南那珂森林組合では保育作業の啓蒙につとめ、
これらの森林整備事業に取り組んでいます。

保育間伐

育成段階にある森林において、樹木間の込み具合・適正な樹幹率に応じて、不良木や劣勢木を中心に間引きし、優良木(残存木)の成長を促進させる施業です。
また、林地内に太陽光線が届きやすくなり、下草が生育しやすい環境ができ、優良木の根張りも促進できることから、土壌の流出を抑制すると共に、適度な保水機能を持ち、土砂流出災害防止の観点からも重要な施業です。

利用間伐

保育間伐と同様に、優良木の育成を促進し、林地内の適正な密度管理のために行う施業です。
そのうえ、将来の目標林型を見据えて適度に間引きした樹木を、木材価格・搬出条件等を考慮した上で、低コスト路網や高性能林業機械を利用し、木材の伐採~搬出~販売を行い、中間収入を目的とした施業です。

森林土木事業

当組合は林業基盤整備である路網整備に積極的に参加しています。

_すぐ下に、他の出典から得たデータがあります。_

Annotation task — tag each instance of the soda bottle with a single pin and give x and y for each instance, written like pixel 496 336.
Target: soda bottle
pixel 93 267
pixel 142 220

林業にとって路網整備は森林施業を実施していく上で不可欠な施設であり、森林を守るために重要な役割を果たします。

効率的な作業路網を開設することにより

木材を搬出する際のコスト削減を図り、森林所有者の所得の向上にも繋がり森林整備を行う際も容易に目的地に到達できるようになります。